A Tyler-based Tea Party faction already sent a email newsletter with a darkened photo of Klick and a headline declaring her part of the party’s “Pro-Corruption Wing.”
That’s all because she won’t call a special meeting for House Republicans to fill the caucus vice chair vacancy — a chance to beat up personally on Bonnen over his June 12 Capitol meeting with an ardent political activist.
I know this is not going to come as a surprise, but the Speaker of the Texas House said a lot of stupid things in the meeting.
Most of the cheap talk involved other Republicans. Some of it might even have violated campaign finance laws.
And it was all recorded.
House Democrats and most Republicans, including Klick, have called for activist Michael Quinn Sullivan of the Empower Texans political advocacy group to publicly play the recording.
(Sullivan accuses Bonnen of offering him an illegal inducement. Officers now have the recording, which Sullivan has shared selectively.)
For a month now, House Republicans have been iffy on Bonnen. They will probably stay that way until the Texas Rangers report back.
Suddenly, Klick is caught in the middle trying to lead a caucus that is almost evenly split and facing a tough 2020 election on a ticket led by a volatile incumbent president from New York.
“The Republican Party is really in this struggle over what it’s going to look like moving forward,” said 38-year Texas Christian University political science professor James Riddlesperger.
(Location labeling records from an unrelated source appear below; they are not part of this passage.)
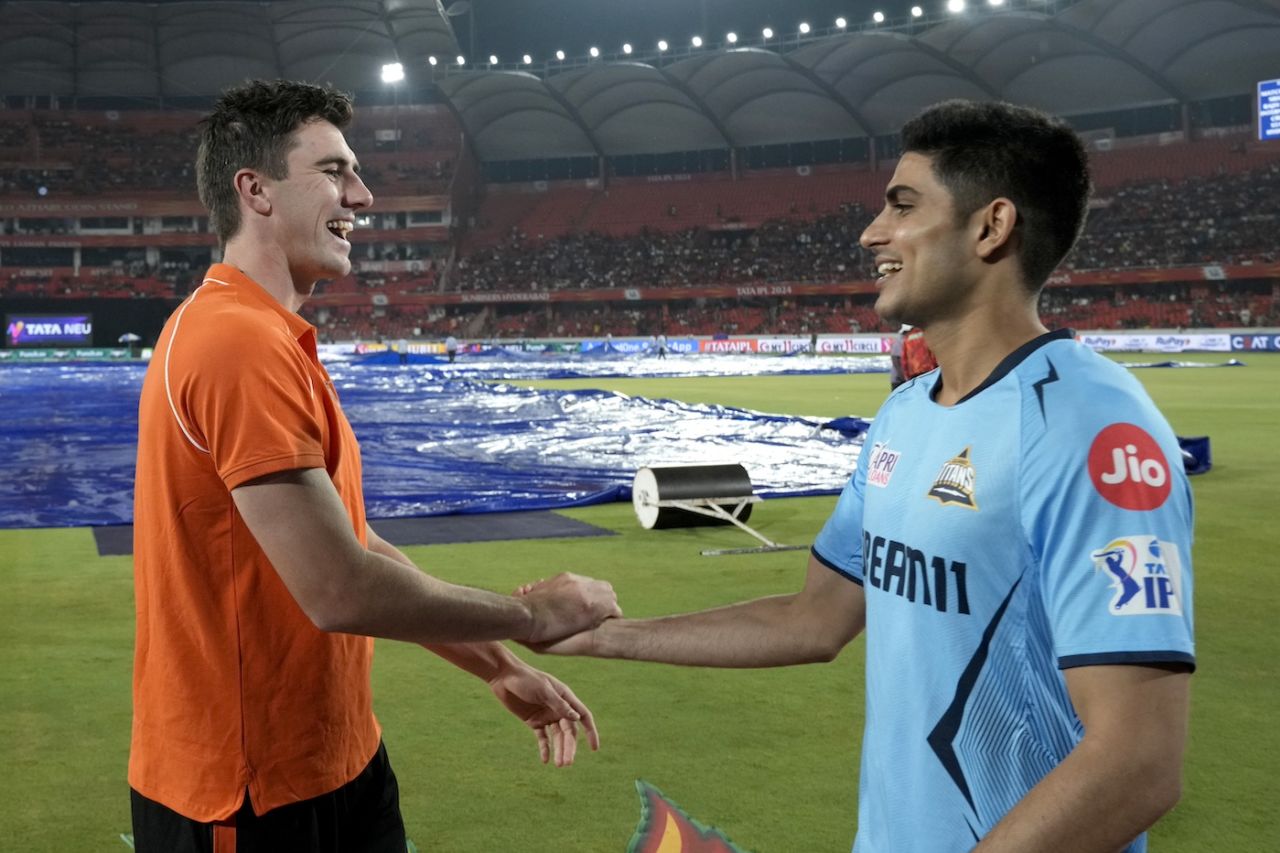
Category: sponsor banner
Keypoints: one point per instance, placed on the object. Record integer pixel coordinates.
(764, 290)
(728, 345)
(1155, 342)
(782, 345)
(83, 354)
(865, 345)
(44, 329)
(1256, 342)
(391, 267)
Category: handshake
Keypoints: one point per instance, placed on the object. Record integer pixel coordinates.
(566, 610)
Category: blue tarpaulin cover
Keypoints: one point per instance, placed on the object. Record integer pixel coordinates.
(434, 438)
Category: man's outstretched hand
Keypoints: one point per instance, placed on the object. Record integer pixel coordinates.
(548, 706)
(566, 605)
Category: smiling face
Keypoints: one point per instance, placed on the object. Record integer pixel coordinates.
(923, 252)
(314, 208)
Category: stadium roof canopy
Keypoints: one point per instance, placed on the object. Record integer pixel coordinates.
(1092, 56)
(1088, 56)
(192, 49)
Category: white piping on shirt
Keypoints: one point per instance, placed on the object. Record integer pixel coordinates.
(173, 338)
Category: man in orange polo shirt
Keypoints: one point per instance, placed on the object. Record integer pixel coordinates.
(259, 583)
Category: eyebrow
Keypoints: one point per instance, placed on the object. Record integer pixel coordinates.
(339, 162)
(899, 190)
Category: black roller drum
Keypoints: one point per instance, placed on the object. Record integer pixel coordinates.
(688, 483)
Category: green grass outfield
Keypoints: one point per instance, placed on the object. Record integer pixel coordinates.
(771, 757)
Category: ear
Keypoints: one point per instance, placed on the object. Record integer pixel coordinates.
(251, 190)
(995, 226)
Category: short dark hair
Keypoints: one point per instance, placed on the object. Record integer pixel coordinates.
(986, 151)
(252, 127)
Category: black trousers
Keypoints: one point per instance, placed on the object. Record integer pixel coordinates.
(362, 816)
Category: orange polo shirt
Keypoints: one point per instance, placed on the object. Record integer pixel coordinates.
(233, 687)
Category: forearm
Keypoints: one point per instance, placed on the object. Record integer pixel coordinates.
(385, 598)
(766, 632)
(481, 660)
(484, 660)
(1098, 799)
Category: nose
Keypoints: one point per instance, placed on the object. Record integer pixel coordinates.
(357, 195)
(874, 235)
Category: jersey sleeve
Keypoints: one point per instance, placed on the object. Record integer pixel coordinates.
(1107, 514)
(840, 542)
(251, 400)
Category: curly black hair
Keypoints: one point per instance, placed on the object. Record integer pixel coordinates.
(986, 151)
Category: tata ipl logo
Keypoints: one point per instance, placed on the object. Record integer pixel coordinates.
(1144, 574)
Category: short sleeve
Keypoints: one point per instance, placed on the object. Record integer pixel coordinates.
(1107, 514)
(840, 542)
(251, 400)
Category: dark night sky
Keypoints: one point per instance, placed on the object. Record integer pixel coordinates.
(512, 27)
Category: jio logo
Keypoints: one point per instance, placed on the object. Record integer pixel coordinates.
(1128, 468)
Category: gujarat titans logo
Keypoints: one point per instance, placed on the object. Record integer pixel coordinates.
(1144, 574)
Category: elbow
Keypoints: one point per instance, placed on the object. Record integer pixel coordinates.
(332, 617)
(1164, 792)
(336, 610)
(824, 649)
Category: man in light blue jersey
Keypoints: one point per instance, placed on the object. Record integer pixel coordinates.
(1015, 539)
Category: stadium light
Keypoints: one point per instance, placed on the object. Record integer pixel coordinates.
(393, 73)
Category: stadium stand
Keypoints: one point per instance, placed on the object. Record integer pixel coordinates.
(763, 237)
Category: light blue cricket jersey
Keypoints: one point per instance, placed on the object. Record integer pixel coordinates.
(1042, 523)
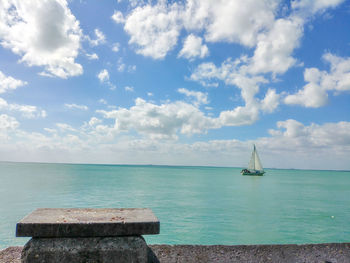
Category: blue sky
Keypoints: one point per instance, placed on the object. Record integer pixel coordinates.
(176, 82)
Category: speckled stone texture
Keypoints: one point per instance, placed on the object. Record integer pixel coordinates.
(86, 250)
(87, 222)
(313, 253)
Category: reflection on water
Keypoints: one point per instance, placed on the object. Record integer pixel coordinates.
(195, 205)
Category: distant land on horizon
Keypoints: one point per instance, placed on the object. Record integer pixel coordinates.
(219, 77)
“On one side, you have (Gov.) Greg Abbott, and the view that the party has to be mainstream conservative to maintain control. On the other side, you have the Tea Party people and Empower Texans. ... Abbott, Bonnen and Klick, even as conservative as she is, fear that if they move too far right, they’ll be vulnerable as soon as 2020.”
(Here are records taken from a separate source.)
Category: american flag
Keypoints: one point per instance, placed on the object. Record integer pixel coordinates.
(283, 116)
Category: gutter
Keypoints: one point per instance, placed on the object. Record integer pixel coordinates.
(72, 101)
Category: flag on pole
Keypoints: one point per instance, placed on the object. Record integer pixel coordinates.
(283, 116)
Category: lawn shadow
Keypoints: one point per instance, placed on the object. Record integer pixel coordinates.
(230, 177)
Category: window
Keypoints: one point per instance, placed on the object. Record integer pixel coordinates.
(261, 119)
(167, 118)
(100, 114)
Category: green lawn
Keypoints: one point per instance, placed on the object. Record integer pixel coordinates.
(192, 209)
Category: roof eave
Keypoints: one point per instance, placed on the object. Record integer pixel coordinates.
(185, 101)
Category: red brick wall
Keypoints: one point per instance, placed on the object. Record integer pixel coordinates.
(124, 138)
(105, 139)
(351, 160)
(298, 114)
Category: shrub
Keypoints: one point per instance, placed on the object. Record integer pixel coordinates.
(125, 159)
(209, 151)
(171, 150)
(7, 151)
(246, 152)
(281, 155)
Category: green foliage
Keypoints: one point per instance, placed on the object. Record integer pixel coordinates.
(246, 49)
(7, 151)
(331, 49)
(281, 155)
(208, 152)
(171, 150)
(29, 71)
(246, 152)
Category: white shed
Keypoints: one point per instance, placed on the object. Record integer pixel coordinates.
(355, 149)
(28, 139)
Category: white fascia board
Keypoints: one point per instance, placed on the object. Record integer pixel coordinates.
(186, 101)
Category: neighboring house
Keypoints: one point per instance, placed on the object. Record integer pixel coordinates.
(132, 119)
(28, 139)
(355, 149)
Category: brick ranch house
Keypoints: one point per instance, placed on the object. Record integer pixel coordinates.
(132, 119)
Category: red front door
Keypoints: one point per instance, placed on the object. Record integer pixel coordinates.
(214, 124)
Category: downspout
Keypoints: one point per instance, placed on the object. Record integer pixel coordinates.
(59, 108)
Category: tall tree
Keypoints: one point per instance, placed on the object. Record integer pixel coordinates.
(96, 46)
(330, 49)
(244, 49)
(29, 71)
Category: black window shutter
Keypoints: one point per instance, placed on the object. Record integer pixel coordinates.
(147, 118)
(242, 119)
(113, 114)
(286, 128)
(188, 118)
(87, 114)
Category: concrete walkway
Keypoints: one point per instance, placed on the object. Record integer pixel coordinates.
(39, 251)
(Wisely, most Tarrant County Republicans are staying away from the spitting match. The exception is lame-duck state Rep. Jonathan Stickland, of Bedford, who called for Bonnen’s resignation.)
Sullivan is refusing interviews. In a recent newsletter, he asked if Republicans “want to be known for defending deceit and condoning corruption, or do they want to be the party that drains swamps?”
Klick, like most House Republicans, isn’t talking.
But on Facebook, Klick replied to commenters from a Grapevine-based activist group called the True Texas Project, the former NE Tarrant Tea Party.
“The public statements that people have made after hearing the tape have already been damaging,” she wrote.
“Failure to publicly release the complete, unedited recording gives this the appearance of a cover-up. ... We need more transparency, not less.”
And before 2020.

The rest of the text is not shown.